Ah, I see. I can’t follow everything, but when I see:
https://github.com/bruderstein/PythonScript/blob/master/PythonScript/src/UTF8Iterator.h
it’s clear they’re taking a similar approach to what I’m doing… except it looks like they figured out how to define regex_traits for 32-bit Unicode characters without ICU. If I’m seeing what I think I’m seeing, then the PythonScript regular expression code interprets any Unicode code point as a single character, even if it is outside the Basic Multilingual Plane. (In Notepad++ search, non-BMP code points appear as two “characters” to regex, the high surrogate and the low surrogate.) Now I have another job… to see if I can grasp how they did it, and if I can, rewrite my utf8 iterator for about the sixth time…In any case, thanks for the thoughts, and sorry it’s been a bumpy road. What I’m doing is in C#, and it’s unclear to me whether that will make this task easier or harder than it’s been for you.

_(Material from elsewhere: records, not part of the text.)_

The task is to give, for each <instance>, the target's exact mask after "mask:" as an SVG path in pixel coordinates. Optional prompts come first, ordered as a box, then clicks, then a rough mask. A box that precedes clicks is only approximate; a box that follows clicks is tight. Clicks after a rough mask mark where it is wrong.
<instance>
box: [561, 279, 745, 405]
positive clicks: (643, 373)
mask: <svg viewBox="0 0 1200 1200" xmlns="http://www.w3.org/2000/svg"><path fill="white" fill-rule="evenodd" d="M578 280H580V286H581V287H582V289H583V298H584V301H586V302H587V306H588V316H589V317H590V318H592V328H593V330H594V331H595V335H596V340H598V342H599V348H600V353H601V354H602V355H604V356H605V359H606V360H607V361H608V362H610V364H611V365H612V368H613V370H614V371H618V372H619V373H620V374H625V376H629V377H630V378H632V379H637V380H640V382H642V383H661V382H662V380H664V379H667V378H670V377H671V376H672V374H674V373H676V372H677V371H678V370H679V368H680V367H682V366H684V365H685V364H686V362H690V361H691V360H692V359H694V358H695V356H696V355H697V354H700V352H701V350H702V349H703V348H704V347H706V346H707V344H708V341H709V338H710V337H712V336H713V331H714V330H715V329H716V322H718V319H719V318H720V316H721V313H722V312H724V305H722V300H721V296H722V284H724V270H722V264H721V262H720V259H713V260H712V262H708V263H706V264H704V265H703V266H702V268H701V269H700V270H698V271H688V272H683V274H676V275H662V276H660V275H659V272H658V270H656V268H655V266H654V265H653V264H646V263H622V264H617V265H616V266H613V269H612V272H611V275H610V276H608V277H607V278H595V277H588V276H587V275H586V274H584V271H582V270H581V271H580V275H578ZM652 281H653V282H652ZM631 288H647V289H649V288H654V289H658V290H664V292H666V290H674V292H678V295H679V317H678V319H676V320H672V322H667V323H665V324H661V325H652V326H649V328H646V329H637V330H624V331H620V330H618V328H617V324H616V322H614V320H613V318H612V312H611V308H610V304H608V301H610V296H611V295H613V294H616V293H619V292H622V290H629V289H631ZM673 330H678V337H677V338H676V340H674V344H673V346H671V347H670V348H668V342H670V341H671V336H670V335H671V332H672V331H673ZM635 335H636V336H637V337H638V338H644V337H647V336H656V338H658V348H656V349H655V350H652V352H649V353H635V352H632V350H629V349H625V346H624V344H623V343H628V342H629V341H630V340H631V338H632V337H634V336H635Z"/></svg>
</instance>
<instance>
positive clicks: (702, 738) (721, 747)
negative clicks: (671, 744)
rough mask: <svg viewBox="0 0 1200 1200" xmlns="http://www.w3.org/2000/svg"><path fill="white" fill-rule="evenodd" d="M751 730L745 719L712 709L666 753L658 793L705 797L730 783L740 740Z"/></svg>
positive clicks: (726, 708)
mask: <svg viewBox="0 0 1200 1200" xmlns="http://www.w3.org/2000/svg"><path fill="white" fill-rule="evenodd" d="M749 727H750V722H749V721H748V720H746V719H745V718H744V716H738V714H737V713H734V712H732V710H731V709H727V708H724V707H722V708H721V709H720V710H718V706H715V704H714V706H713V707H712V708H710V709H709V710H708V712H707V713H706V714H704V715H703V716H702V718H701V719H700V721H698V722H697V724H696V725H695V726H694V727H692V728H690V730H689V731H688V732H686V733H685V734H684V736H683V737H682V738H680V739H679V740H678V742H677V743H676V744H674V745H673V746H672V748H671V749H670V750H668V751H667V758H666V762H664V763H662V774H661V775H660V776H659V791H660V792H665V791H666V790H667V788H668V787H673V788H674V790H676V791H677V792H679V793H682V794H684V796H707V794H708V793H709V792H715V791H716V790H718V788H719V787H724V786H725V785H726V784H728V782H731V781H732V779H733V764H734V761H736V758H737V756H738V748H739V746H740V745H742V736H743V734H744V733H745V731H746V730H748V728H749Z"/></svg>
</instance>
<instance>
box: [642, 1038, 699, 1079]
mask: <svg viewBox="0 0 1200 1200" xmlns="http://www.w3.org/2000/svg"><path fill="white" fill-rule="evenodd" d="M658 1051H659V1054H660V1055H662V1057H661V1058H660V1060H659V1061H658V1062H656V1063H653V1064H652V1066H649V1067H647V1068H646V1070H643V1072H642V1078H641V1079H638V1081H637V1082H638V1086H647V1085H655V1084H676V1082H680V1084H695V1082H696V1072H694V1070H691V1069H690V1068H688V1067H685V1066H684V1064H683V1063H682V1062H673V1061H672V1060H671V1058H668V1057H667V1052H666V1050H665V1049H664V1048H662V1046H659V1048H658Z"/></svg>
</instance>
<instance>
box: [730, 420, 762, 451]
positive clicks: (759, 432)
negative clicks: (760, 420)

If folks using your framework don’t care about using precisely the same regular expression language Notepad++ implements, they could probably use C# regular expressions; they’d have to copy the data to be searched to a buffer (translating to wide characters if it’s utf-8). I don’t know C# at all, but I get the impression you can’t template the regex classes like we do in C++, and hence wouldn’t be able to define a custom iterator, so using the Scintilla data “in place” wouldn’t be an option (at least for utf-8, unless C# has a built-in regular expression class for utf-8).
To use the Boost regex language, I guess you’d have to do whatever is done in C# to call a set of C++ routines that could incorporate Boost regex… or just accept the limitations of using Scintilla commands (including no access to capture groups past 9, and no way to get the replacement string without actually doing a replacement).